Conforme a coordenação da OPO, o processo de doação foi efetivado a partir da autorização dada pela família que tomou a decisão de doar, ato que proporcionou uma nova chance de vida a cinco pacientes. “Foram captados o fígado, os dois rins e as córneas, sendo que apenas os tecidos ficaram no hospital para serem usados no tratamento de pacientes.

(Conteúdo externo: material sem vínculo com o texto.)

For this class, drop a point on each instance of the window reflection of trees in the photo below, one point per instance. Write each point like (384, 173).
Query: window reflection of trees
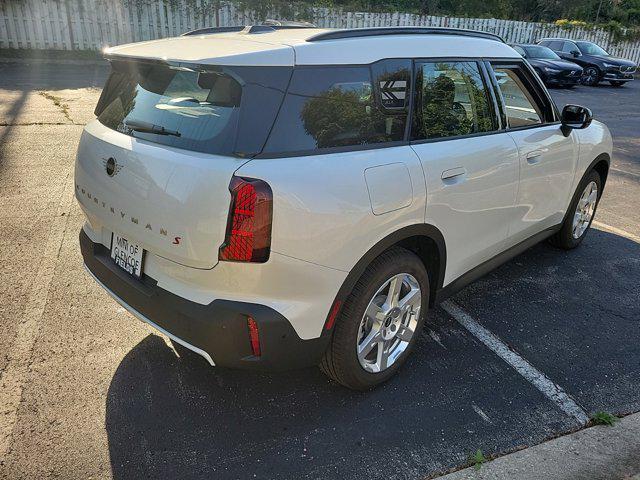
(454, 101)
(341, 117)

O fígado extraído foi levado pela equipe de especialistas para Brasília, já ambos os rins, depois de captados pela equipe de Urologia da Santa Casa, foram encaminhados para o estado de São Paulo”, explicou Patrícia Berg, médica coordenadora da OPO.
A OPO apontou que essa importante ação contou com a ajuda da Força Aérea Brasileira (FAB) para o apoio logístico das equipes e dos órgãos para serem transplantados em tempo nos pacientes, que aguardavam por esta chance de uma nova qualidade de vida. E de acordo com os dados levantados pela OPO Santa Casa, as 19 doações feitas desde o início deste ano proporcionaram a captação de vinte rins, seis fígados e um coração.
A médica coordenadora da OPO, ressalta que o acolhimento dos familiares é uma das partes mais importantes no processo de doação. “A gente procura fazer o acolhimento da família desde a entrada do paciente, de forma a oferecer a essa família amparo e ajuda para passar por todo esse processo, a entender o que é a morte encefálica e a trabalhar este momento difícil e de luto que estão vivendo”, concluiu Patrícia Berg.